Sahabenin bazı tasarrufları, Cemel, Sıffın Savaşlarını masaya yatırsan, geçti gitti. Şimdi ne gerek var buna denir. Nedense 1950 öncesi yönetimin yaptıkları siyaseten malzeme olarak kullanılmaya devam eder. Kimse bunlar ta ne zaman oldu demez.

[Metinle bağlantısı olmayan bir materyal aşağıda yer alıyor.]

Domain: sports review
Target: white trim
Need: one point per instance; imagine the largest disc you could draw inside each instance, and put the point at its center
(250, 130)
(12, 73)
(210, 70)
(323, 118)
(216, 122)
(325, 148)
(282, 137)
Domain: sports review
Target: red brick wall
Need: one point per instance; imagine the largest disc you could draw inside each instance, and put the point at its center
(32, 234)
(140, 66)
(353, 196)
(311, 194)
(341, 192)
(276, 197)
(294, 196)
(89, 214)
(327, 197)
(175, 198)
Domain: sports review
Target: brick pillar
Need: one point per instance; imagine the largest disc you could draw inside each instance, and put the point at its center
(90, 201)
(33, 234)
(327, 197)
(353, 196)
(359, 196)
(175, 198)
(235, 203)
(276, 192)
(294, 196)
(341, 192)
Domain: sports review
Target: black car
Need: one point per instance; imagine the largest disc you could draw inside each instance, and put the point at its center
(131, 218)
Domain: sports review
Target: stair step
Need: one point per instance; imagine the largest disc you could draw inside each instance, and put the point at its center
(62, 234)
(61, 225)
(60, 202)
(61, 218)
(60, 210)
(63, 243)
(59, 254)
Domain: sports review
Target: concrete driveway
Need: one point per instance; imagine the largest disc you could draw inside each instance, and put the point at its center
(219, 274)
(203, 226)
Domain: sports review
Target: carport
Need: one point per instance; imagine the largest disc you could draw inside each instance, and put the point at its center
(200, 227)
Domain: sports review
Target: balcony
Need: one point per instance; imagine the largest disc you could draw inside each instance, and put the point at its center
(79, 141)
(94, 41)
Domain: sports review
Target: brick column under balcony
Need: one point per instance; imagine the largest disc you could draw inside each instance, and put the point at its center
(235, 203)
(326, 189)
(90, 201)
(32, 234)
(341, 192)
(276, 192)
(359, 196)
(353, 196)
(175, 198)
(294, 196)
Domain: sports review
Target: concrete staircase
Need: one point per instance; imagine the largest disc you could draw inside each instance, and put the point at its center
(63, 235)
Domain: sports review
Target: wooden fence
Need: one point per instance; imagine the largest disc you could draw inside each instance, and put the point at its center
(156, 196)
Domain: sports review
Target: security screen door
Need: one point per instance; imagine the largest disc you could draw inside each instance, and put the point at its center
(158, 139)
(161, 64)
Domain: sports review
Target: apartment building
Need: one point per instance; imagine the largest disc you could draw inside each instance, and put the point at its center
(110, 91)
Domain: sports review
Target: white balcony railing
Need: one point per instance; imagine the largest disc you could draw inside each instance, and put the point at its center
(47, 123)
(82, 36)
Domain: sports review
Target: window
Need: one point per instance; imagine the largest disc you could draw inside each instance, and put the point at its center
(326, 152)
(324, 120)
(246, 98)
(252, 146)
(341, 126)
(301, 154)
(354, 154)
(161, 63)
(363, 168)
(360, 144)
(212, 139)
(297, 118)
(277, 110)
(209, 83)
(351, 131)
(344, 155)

Dini hassasiyeti ön planda olan veya dini yönü ön plana çıkmış bir gruba ait infiale sebebiyet veren nahoş bir şey olduğunda, "Bunun aslı astarı yoktur. Amaçları iftira ve tarikatları kötülemektir. Esas amaçları İslam'dır. İslam'a direk saldıramadıkları için cemaatleri hedef alıyorlar. Siz bunları bilmezsiniz" denir. Karşıt kesimden birileri yaptığında enine boyuna inceleriz. "Bunlar var ya bunlar. Hep böyledir. Daha bunların geçmişte şu yaptığı sapıklıklar unutulmadı" denir. Aynı şey yatılı bir Kur'an kursunda olduğu zaman da savunmacı refleks ya da görmezden gelme söz konusu. Hiçbir şey yapılmasa, siz de geçmişte şunu yapmıştınız denir.

Anlatmak istediğim, kendimizi ait hissettiğimiz yerlerde olup biteni bir başka tarafa çekmeye çalışarak kapatmaya çalışırız. Sevdiklerimize söz söyletmeyiz. Sevdiklerimizin yanlışlarını görmeyiz ve dile getirmeyiz. Yani aynı kötülüğü aynı çelişkiyi yapana göre farklı tavır takınırız. Bizden olanı hoş görürken ya da olur böyle şeyler deyip sessizce geçiştirirken başkasından ve karşıt kesimden olana taviz vermeyiz. Arslan kesiliriz.

Başkasını görürken kendimizden olanı hatırlamamak, görmemeye çalışmak, eleştirmemek nasıl bir haletiruhiye olabilir? Bunu gözlere perde inmesi şeklinde izah edebiliriz. Gerçekten göze perde inmişse, gözden bu perdeyi kaldırmadıkça bu göz kör demektir. Buna bakar kör diyebiliriz. Zira aşkın gözü kördür. Nasıl ki aşık sevdiğine toz kondurmazsa, biz de perde inmiş bu gözle sevdiklerimizin, tarafını tuttuğumuz kişilerin hata ve yanlışlarını görmeyiz. 

Hoş, göze perde inmiş diyorum ama gözdeki perde kaldırılınca kişi normal görür diyeceğim. Bu tip kimseler için gözüne perde inmiş demek öyle zannediyorum, çok hafif kalır. Aklı, beyni, zihni ve zihin dünyası dumura uğramıştır bu tiplerin. Tarafını sorgulamaktan yoksundurlar. Kalabalıklar içerisinde kendisine kişilik oluşturmuş, kimlik edinmiş kişilerdir. Karşı çıksam, mahalleden dışlanırım, bugünkü statümü kaybederim endişesini hep taşırlar. Bir başına kalmaktan pek korkarlar. O yüzden kafalarını kuma gömerler, birbirlerini körler ve sağırlar misali yaşamaya devam ederler. Sanırlar ki böyle yaparak millete yutturduk. Maalesef milletin gözünden hiçbir şey kaçmaz. Bu tipler sadece kendilerini kandırmış olurlar.